India's crypto transaction volume has reached a scale that regulators can no longer ignore. Between June 2024 and June 2025, the country saw crypto inflows worth nearly $340 billion, according to the OECD's Asia Capital Markets Report 2026, which sourced its data from Chainalysis blockchain analytics. That sum equals roughly 9% of India's nominal GDP, making India Asia's largest market by absolute inflows despite aggressive taxation and a regulatory void that persists to this day.
Those inflows track crypto received by blockchain addresses geolocated to India. The figure includes domestic trading, wallet transfers, payments, and decentralized-finance activity. It does not represent foreign capital entering the country through official channels. Yet even as a measure of domestic user activity alone, the scale is striking. India has over 107 million crypto users operating under a 30% income tax on virtual digital asset gains and a 1% tax-deducted-at-source requirement on most transactions.
The regulation lag
India has no formal crypto legislation.
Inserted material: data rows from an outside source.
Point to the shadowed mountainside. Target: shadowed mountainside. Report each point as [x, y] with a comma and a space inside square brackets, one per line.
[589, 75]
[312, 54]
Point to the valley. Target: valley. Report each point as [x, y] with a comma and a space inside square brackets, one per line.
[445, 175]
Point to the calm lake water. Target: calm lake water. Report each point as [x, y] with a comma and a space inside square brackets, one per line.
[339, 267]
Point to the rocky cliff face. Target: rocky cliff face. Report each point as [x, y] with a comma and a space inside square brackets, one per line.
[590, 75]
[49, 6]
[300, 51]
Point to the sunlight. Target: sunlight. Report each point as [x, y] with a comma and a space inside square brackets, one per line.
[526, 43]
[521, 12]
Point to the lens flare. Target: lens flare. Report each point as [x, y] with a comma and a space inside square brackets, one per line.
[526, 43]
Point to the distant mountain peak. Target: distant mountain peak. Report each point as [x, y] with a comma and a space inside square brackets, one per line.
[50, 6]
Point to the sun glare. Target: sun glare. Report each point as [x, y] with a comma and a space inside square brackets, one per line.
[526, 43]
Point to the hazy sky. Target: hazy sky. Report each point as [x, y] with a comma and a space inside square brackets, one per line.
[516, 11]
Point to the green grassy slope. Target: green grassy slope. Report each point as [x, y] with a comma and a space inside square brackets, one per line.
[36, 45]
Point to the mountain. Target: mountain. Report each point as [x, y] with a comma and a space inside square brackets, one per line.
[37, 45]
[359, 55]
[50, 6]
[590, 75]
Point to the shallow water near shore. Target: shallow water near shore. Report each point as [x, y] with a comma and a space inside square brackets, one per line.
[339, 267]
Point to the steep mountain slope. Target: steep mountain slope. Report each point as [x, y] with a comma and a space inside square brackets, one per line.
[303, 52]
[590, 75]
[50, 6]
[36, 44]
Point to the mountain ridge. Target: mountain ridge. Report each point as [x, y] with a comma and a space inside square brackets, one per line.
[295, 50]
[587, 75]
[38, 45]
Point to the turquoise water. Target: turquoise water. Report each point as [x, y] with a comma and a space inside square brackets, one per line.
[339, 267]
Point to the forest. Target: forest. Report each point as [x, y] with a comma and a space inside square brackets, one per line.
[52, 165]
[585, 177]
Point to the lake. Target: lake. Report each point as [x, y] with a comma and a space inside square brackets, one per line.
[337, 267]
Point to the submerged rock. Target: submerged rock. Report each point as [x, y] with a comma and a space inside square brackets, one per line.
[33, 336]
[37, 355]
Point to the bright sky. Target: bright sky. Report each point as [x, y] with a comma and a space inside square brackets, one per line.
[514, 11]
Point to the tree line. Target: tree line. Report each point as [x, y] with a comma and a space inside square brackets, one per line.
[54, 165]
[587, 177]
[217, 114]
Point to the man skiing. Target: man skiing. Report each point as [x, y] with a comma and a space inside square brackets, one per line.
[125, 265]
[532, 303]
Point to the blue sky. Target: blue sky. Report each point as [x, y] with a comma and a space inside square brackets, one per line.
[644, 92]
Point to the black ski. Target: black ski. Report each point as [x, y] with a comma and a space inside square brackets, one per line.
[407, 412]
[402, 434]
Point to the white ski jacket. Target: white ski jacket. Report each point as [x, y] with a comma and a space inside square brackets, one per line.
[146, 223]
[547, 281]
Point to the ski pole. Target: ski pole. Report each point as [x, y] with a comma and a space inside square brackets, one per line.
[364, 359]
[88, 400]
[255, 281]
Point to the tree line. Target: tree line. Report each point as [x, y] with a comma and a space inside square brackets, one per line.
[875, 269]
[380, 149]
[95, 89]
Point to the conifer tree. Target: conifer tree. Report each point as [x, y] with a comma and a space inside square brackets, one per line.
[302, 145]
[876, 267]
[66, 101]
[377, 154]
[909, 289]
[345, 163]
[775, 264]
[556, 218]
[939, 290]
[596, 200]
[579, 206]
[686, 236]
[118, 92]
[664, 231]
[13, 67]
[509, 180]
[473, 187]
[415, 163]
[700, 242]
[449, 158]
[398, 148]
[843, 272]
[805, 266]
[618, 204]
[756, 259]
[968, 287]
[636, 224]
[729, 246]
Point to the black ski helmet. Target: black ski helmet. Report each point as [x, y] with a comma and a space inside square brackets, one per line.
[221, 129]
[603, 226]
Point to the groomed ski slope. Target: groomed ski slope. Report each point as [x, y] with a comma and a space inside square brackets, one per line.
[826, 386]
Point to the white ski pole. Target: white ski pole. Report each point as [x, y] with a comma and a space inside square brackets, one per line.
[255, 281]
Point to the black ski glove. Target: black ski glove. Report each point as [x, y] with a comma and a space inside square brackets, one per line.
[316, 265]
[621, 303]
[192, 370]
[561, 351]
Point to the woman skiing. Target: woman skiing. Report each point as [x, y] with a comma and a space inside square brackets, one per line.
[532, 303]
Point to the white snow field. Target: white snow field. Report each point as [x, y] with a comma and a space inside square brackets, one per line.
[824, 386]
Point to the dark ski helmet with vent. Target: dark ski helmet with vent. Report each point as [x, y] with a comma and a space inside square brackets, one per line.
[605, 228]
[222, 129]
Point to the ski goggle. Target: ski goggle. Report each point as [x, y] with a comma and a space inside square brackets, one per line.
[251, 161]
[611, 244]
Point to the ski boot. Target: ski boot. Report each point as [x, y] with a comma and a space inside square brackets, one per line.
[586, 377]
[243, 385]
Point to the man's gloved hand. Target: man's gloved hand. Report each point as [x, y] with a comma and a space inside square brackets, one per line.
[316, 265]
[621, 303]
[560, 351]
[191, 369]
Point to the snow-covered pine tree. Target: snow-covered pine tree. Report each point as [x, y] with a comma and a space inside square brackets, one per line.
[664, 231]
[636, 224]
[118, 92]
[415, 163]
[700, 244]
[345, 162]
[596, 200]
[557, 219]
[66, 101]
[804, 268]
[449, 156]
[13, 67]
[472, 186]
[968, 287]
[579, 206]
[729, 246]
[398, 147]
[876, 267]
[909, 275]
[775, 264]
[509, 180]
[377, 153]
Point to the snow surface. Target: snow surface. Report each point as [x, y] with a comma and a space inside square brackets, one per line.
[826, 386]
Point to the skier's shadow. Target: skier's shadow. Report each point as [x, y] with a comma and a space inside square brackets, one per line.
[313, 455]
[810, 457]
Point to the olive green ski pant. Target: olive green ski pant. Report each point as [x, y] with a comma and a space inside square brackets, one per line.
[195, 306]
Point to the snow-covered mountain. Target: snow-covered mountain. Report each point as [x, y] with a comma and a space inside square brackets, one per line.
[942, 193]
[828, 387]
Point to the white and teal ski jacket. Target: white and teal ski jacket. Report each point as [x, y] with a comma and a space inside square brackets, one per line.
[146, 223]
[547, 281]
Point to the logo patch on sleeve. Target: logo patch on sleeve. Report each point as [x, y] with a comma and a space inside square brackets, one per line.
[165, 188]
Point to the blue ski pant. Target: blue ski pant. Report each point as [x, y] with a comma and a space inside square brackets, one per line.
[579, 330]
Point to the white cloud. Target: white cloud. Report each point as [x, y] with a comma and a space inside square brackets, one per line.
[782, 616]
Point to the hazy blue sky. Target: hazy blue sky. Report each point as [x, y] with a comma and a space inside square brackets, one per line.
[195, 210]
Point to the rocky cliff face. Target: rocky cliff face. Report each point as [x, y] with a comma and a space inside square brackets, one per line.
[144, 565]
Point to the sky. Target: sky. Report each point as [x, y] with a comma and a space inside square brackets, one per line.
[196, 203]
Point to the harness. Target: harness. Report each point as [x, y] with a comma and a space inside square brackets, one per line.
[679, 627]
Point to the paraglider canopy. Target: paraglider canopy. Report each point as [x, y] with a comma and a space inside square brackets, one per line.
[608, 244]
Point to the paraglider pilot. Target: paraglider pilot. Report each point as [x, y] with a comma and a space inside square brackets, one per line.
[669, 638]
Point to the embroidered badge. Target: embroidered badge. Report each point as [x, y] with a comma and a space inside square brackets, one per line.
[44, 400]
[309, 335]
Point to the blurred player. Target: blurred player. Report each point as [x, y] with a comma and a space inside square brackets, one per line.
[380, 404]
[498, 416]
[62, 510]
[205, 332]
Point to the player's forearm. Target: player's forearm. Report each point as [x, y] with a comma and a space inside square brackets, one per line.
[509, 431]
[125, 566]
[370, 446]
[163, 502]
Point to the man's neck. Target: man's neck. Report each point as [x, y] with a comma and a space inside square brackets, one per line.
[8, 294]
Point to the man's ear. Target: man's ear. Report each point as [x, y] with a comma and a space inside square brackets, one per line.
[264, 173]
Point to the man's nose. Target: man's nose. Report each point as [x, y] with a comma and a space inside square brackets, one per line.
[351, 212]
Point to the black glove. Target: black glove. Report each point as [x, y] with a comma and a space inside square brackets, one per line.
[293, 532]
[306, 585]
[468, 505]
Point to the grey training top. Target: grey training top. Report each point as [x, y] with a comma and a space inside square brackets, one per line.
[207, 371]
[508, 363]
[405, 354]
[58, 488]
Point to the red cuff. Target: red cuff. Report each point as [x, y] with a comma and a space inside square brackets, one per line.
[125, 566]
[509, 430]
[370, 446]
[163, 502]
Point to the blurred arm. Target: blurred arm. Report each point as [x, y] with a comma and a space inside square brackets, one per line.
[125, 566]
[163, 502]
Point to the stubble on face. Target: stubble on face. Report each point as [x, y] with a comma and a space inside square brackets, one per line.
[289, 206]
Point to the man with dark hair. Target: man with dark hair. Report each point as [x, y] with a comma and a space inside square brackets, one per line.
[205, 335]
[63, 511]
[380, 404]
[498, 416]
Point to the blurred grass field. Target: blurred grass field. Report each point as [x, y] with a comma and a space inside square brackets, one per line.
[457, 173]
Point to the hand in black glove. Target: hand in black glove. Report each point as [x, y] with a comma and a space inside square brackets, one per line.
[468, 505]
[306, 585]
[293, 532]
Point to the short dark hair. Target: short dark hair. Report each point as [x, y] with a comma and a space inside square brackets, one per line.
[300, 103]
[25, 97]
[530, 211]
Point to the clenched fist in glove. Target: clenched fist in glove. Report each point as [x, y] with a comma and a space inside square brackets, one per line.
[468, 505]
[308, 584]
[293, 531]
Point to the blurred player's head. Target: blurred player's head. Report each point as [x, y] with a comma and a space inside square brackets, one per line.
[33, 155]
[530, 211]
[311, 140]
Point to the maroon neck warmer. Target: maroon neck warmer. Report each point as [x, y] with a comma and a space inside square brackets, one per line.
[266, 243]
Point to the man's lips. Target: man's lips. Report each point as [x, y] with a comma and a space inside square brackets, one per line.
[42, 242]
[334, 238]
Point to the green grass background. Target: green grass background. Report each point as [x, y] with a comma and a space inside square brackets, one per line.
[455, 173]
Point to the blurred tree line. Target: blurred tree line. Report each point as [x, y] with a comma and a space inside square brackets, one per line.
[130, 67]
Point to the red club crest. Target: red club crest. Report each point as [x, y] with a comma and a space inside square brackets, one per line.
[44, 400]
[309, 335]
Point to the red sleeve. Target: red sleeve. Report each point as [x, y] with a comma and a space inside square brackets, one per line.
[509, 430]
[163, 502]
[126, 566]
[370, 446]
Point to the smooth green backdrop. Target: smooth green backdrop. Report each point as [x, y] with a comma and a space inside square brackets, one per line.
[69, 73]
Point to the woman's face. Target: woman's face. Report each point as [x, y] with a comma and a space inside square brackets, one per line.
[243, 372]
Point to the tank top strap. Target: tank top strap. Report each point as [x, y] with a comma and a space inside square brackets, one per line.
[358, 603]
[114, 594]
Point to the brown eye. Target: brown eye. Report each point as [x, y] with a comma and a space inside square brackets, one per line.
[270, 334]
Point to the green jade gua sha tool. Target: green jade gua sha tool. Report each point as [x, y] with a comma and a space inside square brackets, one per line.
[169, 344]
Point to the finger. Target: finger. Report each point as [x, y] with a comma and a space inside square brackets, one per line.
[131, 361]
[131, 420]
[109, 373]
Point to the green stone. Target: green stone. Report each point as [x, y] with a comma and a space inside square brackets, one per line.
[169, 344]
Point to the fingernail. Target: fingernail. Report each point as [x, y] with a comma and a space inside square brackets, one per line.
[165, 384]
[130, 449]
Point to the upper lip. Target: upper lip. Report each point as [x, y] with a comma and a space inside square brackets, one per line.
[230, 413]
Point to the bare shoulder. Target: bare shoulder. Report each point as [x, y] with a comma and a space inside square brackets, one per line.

Parliament has scheduled discussions with the Reserve Bank of India for July 2, 2026, to begin drafting one. The OECD flagged the regulatory absence as a macroeconomic risk and a compliance problem for international frameworks like the Financial Action Task Force standards and G20 commitments. When transaction volume reaches a scale comparable to bond-market flows, clarity on investor protection, custody, stablecoin treatment, and systemic safeguards moves from nice-to-have to urgent.
The taxation regime already discourages formal adoption. A 30% levy on gains combined with regulatory uncertainty has pushed much activity into informal channels or abroad. Investors face tax bills without clear rules on what qualifies as income, how losses offset gains, or whether transfers between personal wallets trigger tax events.
Perspective in Asia
India's absolute inflows outpaced South Korea, but the regional picture shifts when adjusted for GDP. Vietnam's crypto inflows equal roughly 50% of its GDP, Cambodia's about 28%, and Pakistan's around 26%. India ranks fourth in that measure. The distinction matters because it shows relative economic weight. India's large crypto economy reflects both user base size and a younger, digital-native population willing to transact in crypto despite friction.
Parliament's July meeting is the first formal step toward a legal framework. Until then, India's crypto market operates in the gaps between tax code, banking regulation, and RBI oversight. That gap has not prevented scale. It has, however, prevented the policy clarity needed to assess whether $340 billion in annual inflows poses systemic risk, where consumer protection ends, and how regulators should respond to cross-border flows and stablecoin use.
The newsroom will track Parliament's July discussions and any guidance the RBI releases ahead of or after that meeting.